When the technocratic government led by Prime Minister Mario Monti took over from Silvio Berlusconi's discredited right-of-centre administration in November 2011, Italy was on the brink of economic and financial collapse. Investor concerns about Italy's huge sovereign debt burden (equivalent to 120% of Italian GDP at the time) and the country's dismal economic growth performance had pushed secondary market ten-year government bond yields up to unsustainable levels of 6-7%. Incredibly, just before Mr Berlusconi withdrew his party's support from the Monti government this week, the former prime minister declared that his successor's management of the Italian economy had been "disastrous", leaving Italy "on the edge of a precipice". The Monti government's economic reform programme is far from complete, but it has done more in the last 12 months to tackle Italy's structural economic deficiencies than was achieved under Mr Berlusconi in 2008-11. At the beginning of December Italian ten-year government bond yields stood at 4.4%, the lowest level in two years.
The political turmoil caused by Mr Berlusconi's last-minute decision to return to lead the centre-right and the uncertainty of the outcome of the general election, which is likely to be held in January or February next year (only a few months earlier than it was due), will put renewed pressure on Italian government bond yields.

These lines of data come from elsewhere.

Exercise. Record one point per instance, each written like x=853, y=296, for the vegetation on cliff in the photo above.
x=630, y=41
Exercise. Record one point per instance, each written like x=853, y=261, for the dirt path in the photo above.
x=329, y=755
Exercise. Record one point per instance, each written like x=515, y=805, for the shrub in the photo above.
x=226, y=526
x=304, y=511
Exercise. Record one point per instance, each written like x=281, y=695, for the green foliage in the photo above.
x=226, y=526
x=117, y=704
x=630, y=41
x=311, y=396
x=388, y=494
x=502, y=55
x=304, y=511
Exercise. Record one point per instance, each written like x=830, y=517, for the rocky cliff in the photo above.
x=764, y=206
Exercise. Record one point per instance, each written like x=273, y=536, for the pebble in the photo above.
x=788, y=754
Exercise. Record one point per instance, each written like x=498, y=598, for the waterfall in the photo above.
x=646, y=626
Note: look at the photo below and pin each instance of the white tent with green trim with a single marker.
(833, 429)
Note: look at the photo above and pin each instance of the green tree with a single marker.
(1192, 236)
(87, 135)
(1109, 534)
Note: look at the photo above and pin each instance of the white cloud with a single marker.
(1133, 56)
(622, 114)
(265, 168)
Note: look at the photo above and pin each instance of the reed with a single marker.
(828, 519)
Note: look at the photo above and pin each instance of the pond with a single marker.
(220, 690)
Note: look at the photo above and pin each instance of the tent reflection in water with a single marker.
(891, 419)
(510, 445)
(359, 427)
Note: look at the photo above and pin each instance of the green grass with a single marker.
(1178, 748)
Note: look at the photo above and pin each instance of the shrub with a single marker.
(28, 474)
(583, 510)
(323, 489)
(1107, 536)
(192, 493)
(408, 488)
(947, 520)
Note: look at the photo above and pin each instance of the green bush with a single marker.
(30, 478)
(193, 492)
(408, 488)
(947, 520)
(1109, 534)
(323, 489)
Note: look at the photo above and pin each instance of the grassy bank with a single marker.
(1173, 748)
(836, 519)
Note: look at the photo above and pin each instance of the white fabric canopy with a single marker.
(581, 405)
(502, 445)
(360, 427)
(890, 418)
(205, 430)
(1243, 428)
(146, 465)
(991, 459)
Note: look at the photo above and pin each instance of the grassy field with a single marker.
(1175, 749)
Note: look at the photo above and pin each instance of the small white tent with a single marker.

Investors would clearly prefer another Monti-led grand coalition government. That may well happen, if no clear winner emerges from the election. Preferring to remain above the political fray, Mr Monti is not running, but he has expressed a willingness to continue beyond the election, if necessary. He has considerable support from business circles and centrist political parties, who fear what might happen if Italy return to the politics of fractious coalition government.
However, based on standings in recent opinion polls, the next government may be formed by a broad centre-left coalition led by Pier Luigi Bersani, the 62-year old, left-leaning leader of the Partito Democratico (PD), the largest party on the centre-left. On December 2nd centre-left voters chose Mr Bersani to lead them in the next general election ahead of the 37-year old PD mayor of Florence, Matteo Renzi. The main challenge facing Mr Bersani ahead of the general election and after it, if he succeeds in becoming the next prime minister, is to hold together a broad coalition of political parties and factions that range from the far left to the centre. After months of bitter rivalry with Mr Renzi, he must also try to harness the young mayor's energy and ideas, which were supported by 40% of centre-left supporters who voted. Until his defeat in the centre-left primaries Mr Renzi promised to tear down the old leftist guard and renew his party's ideas and personnel.
By contrast, Mr Bersani's leftist ally, Nichi Vendola, who is president of the region of Apulia and leader of the Sinistra Ecologia e Libertà (SEL) party, called on the newly-elected leader to shift the alliance clearly to the left. Mr Vendola wants to eliminate from the outset the possibility that, if the centre-left fails to win a clear majority at the general election, the PD will back another government led by Mr Monti. Anticipating that the centre-right's election campaign will seek to exploit Mr Bersani's leftist tendencies and his alliance with Mr Vendola to scare off potential centrist voters, Mr Bersani promised to continue the line of fiscal discipline followed by Mr Monti. That may help to win over some centrist votes, but many will remember how infighting and horse trading brought down the centre-left governments of 1996-2001 and 2006-08. A repeat of that would have disastrous consequences for Italy. Because of the size of the Italian economy and government debt, it could also threaten the survival of the single European currency.